I agree with Sean here. The notion of a strongly-typed,
dynamically linked language, like Java, makes some fresh
approaches possible. 

To go a step beyond what Sean is saying: in fact it is possible
(the "declarative bytecode verification" approach) to develop
bytecode verifiers *systematically*, using a first-principles
approach, from a constraint-based specification of the opcodes
involved. One can translate an input byte code program, P,
compositionally (byte-code for byte-code) into a constraint
program, T(P) which "obviously" states the constraints on the
run-time type-state of the Java Virtual Machine, which must hold
for program execution to be type-safe. T(P) is "loop-free" and
will take time proportional to its length, which is proportional
to the length of P, to execute. If T(P) does not deadlock or
produce "false", P is type-safe.

This approach differs slightly from the one that Sean and
Javasoft have implemented. In their cases, there are separate
*byte code verifiers*, usually largish (10-15 page) C programs,
implementing a "data-flow" analysis, documented by 10-15 pages of
informal English (I have not seen Sean's documentation yet),
about whose correctness it is hard to say anything formal. 

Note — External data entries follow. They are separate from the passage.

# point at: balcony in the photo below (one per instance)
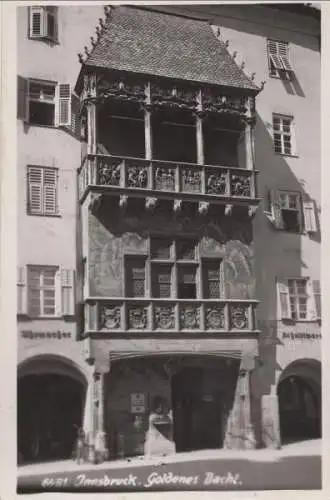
(169, 316)
(154, 179)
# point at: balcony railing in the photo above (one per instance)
(170, 316)
(125, 175)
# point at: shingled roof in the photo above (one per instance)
(154, 43)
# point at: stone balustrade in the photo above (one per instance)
(126, 176)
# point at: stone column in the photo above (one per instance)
(91, 128)
(270, 420)
(101, 452)
(240, 432)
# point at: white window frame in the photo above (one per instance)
(283, 298)
(277, 207)
(42, 288)
(278, 59)
(44, 13)
(282, 132)
(46, 190)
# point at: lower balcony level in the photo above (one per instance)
(118, 316)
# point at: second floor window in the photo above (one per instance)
(42, 191)
(41, 291)
(283, 134)
(278, 59)
(45, 291)
(45, 103)
(291, 214)
(173, 270)
(299, 299)
(43, 23)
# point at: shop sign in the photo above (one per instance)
(301, 336)
(138, 402)
(29, 334)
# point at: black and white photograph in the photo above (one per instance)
(168, 181)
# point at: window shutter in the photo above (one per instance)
(75, 116)
(276, 209)
(311, 305)
(35, 190)
(317, 298)
(58, 293)
(22, 98)
(37, 20)
(22, 304)
(284, 300)
(309, 217)
(49, 198)
(63, 105)
(67, 292)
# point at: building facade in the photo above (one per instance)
(185, 305)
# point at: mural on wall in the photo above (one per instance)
(227, 238)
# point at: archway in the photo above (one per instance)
(202, 397)
(50, 409)
(299, 394)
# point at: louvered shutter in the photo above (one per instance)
(35, 190)
(37, 22)
(63, 105)
(276, 209)
(284, 308)
(49, 191)
(311, 306)
(22, 98)
(22, 302)
(309, 216)
(75, 116)
(317, 298)
(67, 292)
(58, 293)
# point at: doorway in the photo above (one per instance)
(50, 410)
(196, 410)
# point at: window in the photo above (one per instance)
(135, 277)
(44, 291)
(211, 279)
(42, 103)
(299, 299)
(283, 134)
(46, 103)
(278, 59)
(173, 270)
(42, 191)
(41, 291)
(288, 212)
(43, 23)
(187, 282)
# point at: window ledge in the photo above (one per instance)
(290, 155)
(290, 321)
(27, 317)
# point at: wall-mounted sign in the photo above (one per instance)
(29, 334)
(138, 404)
(301, 336)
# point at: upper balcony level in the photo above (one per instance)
(168, 141)
(155, 180)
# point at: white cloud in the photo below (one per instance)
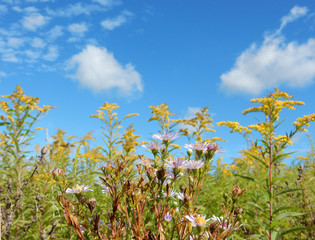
(32, 55)
(15, 42)
(97, 69)
(108, 3)
(112, 23)
(3, 9)
(75, 10)
(77, 28)
(273, 63)
(52, 54)
(38, 43)
(34, 1)
(34, 21)
(9, 57)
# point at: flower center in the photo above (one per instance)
(78, 188)
(200, 220)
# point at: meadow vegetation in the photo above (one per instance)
(88, 188)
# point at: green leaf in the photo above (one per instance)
(289, 190)
(250, 178)
(275, 235)
(286, 215)
(294, 230)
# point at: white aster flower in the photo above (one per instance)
(79, 189)
(175, 163)
(153, 146)
(105, 188)
(197, 146)
(183, 196)
(171, 193)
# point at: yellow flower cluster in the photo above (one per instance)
(22, 102)
(263, 128)
(283, 139)
(161, 113)
(304, 121)
(235, 127)
(271, 106)
(198, 125)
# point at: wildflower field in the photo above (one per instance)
(87, 188)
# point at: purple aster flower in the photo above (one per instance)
(79, 189)
(175, 163)
(153, 146)
(197, 221)
(165, 136)
(167, 217)
(194, 164)
(197, 146)
(214, 147)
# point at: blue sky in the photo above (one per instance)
(76, 55)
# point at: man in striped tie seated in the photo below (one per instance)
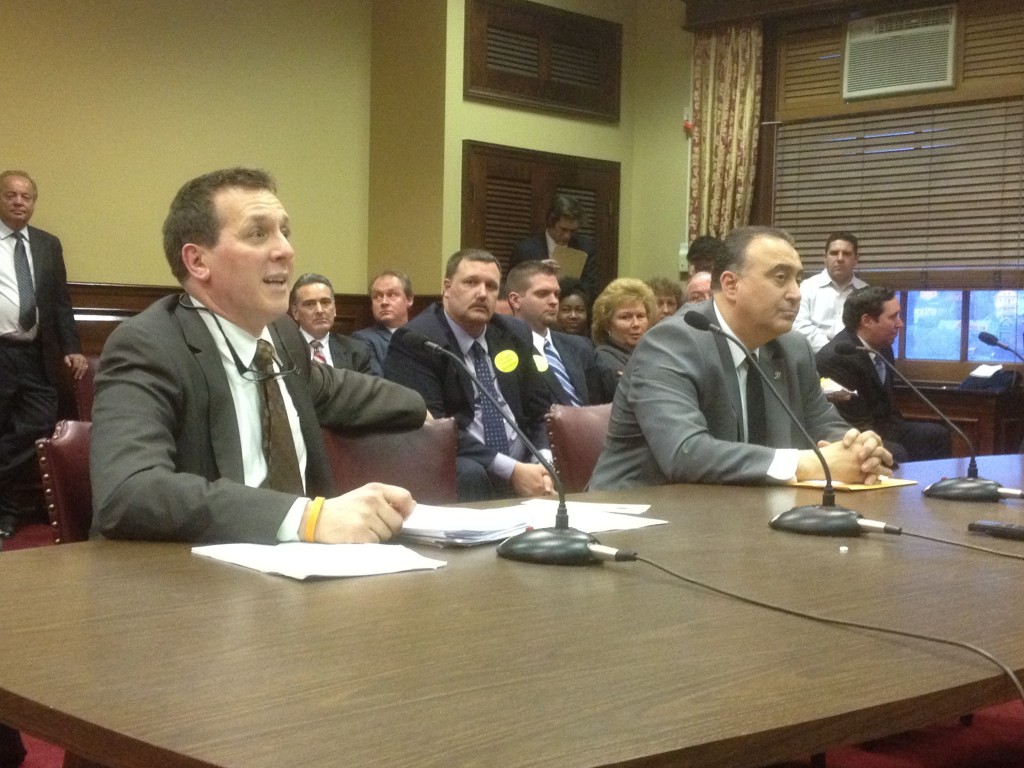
(311, 306)
(573, 372)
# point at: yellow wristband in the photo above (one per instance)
(311, 517)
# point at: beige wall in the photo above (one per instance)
(354, 104)
(120, 101)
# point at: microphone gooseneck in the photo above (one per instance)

In any case, the bottom line for this list should be, I think,
that one can assume that the subproblem of verifying the
type-safety of JVM-like bytecode is solved, with of course, one
important caveat: native code. (A lot of the "core" classes in
Java in fact contain natively implemented methods, and one has to
use separate techniques for verifying them.) 

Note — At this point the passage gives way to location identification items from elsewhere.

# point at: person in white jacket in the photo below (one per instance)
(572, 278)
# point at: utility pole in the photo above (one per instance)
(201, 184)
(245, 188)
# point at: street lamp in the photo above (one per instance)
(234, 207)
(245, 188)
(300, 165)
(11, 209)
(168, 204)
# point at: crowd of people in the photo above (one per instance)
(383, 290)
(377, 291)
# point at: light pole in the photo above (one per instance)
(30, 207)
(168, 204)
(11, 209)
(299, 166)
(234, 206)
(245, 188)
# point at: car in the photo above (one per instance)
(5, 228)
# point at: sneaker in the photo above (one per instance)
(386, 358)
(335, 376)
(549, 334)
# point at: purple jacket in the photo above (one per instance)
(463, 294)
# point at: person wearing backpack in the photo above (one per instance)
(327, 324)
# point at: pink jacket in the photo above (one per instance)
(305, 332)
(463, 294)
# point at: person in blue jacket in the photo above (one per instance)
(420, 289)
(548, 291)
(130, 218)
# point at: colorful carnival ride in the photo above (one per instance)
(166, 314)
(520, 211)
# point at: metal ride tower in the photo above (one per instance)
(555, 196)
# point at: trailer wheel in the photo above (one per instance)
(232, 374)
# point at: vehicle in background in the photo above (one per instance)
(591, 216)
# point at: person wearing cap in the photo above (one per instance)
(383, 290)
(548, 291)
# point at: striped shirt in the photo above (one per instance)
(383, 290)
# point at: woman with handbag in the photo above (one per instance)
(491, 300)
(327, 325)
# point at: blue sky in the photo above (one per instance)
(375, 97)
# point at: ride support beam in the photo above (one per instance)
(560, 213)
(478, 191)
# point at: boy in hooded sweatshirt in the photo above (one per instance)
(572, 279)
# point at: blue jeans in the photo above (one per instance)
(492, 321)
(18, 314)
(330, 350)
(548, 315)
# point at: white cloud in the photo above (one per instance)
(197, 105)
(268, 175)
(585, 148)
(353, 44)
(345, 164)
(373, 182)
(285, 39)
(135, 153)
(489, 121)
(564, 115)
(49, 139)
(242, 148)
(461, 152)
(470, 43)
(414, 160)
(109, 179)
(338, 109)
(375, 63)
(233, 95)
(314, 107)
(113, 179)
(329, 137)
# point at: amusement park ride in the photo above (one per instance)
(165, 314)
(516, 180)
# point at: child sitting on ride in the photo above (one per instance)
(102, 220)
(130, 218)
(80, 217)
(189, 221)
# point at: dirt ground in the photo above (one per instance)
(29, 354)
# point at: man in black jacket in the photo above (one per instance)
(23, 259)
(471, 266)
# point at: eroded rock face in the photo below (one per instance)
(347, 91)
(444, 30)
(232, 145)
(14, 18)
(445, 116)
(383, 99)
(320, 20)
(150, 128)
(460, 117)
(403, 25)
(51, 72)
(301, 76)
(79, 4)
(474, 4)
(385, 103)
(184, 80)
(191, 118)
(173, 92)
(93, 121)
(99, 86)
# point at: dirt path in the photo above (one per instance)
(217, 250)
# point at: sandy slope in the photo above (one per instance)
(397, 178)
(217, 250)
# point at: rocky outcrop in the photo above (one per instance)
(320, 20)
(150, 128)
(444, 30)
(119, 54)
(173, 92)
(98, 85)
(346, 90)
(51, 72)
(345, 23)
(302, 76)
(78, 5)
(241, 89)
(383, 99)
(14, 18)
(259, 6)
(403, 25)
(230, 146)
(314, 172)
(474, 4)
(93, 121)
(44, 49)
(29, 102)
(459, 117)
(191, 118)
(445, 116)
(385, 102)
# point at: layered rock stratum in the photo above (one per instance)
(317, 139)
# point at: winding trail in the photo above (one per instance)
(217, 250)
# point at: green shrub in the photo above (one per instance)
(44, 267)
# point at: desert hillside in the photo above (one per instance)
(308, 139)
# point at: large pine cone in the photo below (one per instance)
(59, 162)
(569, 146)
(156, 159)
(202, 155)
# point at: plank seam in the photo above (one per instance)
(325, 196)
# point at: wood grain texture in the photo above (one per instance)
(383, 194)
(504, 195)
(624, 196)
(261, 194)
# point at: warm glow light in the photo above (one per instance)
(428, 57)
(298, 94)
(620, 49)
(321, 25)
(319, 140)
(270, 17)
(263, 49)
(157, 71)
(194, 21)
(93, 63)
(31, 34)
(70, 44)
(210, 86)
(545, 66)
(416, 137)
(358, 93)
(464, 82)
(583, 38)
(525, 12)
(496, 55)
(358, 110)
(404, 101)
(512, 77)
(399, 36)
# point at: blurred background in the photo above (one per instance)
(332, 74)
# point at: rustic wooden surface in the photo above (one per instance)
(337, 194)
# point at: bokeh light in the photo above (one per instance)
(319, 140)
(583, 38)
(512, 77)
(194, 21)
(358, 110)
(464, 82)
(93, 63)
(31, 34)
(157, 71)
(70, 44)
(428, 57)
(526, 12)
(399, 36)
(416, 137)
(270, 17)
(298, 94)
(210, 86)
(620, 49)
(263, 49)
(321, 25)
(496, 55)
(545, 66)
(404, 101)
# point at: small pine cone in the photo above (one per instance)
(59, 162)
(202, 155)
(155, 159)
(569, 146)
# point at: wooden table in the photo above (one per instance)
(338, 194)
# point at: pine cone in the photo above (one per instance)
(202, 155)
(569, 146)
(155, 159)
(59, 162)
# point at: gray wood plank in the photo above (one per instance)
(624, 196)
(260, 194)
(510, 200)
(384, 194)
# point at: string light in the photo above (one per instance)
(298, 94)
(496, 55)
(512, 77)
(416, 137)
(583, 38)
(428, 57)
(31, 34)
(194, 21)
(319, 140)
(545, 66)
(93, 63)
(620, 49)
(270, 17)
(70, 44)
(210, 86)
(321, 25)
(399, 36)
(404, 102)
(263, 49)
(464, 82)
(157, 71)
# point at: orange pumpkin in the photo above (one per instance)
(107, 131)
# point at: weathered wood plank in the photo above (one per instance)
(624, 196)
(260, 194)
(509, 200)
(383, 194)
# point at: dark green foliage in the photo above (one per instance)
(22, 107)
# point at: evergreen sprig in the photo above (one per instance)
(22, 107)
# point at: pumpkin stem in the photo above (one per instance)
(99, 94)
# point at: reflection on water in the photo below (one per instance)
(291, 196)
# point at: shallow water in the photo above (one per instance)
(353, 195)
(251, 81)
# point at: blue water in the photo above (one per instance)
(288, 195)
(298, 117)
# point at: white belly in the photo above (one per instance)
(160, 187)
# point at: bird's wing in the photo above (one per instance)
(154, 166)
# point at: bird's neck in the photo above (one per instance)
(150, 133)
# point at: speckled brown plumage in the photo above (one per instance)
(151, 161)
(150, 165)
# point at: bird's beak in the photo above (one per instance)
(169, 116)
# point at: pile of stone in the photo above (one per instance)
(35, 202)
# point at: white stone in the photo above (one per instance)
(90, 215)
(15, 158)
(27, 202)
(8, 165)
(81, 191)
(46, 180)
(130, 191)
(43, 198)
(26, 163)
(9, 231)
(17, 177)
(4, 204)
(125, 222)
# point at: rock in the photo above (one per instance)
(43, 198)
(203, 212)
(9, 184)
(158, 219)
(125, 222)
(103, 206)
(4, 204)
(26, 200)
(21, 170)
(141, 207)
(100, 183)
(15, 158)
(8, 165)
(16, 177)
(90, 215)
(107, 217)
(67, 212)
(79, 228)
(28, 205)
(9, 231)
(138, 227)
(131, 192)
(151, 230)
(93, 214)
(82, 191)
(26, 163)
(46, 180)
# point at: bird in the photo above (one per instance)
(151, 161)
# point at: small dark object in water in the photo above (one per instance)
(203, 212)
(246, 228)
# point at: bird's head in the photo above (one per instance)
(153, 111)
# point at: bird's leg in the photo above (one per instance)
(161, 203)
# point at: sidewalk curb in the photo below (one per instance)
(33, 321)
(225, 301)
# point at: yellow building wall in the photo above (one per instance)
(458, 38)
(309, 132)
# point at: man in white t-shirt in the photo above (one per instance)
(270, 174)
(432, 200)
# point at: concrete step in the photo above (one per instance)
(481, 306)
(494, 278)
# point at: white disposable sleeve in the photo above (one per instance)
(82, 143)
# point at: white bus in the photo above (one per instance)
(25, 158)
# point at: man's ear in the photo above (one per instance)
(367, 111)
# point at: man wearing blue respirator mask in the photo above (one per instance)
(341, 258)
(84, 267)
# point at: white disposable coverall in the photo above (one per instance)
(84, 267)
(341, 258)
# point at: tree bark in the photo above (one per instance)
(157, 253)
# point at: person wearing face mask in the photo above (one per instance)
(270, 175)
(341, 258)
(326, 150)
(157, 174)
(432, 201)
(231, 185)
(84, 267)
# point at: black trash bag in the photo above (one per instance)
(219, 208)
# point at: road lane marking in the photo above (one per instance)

I would not be too surprised if this approach (Java's approach)
of doing "link-time" (i.e. first-instruction-execution-time)

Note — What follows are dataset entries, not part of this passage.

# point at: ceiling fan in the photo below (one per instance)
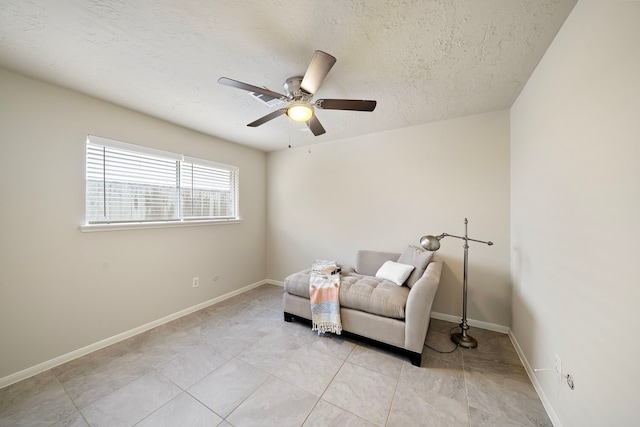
(299, 92)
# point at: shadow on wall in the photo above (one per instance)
(487, 287)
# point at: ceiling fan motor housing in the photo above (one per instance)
(293, 89)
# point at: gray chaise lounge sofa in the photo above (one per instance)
(377, 309)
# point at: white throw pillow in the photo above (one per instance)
(395, 272)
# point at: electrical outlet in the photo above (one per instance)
(557, 364)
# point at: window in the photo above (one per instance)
(132, 184)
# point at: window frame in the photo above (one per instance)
(181, 220)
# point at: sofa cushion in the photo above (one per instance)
(417, 257)
(368, 262)
(395, 272)
(365, 293)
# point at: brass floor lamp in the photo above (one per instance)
(432, 243)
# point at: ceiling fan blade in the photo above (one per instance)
(265, 119)
(319, 67)
(251, 88)
(346, 104)
(315, 126)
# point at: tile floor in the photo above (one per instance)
(237, 363)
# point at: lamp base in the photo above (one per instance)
(464, 340)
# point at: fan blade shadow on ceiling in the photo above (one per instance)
(346, 104)
(265, 119)
(251, 88)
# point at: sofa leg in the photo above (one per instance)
(415, 358)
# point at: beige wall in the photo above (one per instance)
(384, 191)
(61, 289)
(575, 205)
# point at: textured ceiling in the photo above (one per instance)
(422, 60)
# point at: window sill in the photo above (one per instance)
(89, 228)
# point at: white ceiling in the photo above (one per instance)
(422, 60)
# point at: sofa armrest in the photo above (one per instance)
(369, 262)
(419, 303)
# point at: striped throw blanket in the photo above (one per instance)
(324, 292)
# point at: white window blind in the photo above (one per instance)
(129, 183)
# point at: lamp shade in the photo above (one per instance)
(430, 243)
(300, 112)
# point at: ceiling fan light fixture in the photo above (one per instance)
(300, 112)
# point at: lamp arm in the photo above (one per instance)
(463, 238)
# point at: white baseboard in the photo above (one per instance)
(536, 384)
(275, 282)
(34, 370)
(476, 323)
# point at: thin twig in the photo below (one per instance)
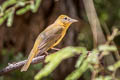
(17, 65)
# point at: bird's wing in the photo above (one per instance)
(44, 41)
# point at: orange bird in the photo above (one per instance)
(49, 38)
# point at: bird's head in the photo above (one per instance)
(65, 20)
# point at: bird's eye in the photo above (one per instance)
(65, 18)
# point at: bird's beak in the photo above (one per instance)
(73, 20)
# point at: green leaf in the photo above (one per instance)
(115, 66)
(55, 59)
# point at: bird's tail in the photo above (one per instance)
(29, 60)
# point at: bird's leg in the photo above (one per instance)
(46, 53)
(55, 49)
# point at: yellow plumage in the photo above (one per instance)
(49, 38)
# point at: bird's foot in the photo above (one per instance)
(55, 49)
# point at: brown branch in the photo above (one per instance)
(18, 65)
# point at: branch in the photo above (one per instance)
(18, 65)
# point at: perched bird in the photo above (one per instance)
(49, 38)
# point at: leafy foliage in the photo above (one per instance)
(24, 5)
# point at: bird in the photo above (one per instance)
(49, 38)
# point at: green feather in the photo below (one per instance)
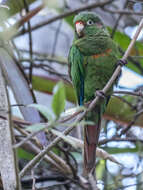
(93, 56)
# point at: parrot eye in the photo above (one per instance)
(90, 22)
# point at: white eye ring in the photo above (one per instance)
(90, 22)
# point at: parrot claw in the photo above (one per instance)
(100, 93)
(122, 62)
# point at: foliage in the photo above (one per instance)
(47, 74)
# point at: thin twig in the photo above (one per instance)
(91, 106)
(61, 16)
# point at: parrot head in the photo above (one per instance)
(86, 23)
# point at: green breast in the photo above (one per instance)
(98, 72)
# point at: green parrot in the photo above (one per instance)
(92, 60)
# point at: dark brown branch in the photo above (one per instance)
(61, 16)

type-checking actually resulted in significant performance
*improvements* over standard OS's. One thing to keep in mind is
that Java's architecture is such that the bytecode verifier can
in fact accept some input code *even if it is not type-safe in
isolation* --- as long as it is type-safe when combined with the
other classes that are already loaded. That is, there are some
possibilities of doing inter-classfile optimizations (e.g.
eliminating some classcasts generated by the compiler) in a
typesafe way, that can produce even more performance benefits
than are posible if one does "straight" Java verification, as
done currently by Sun's Java systems.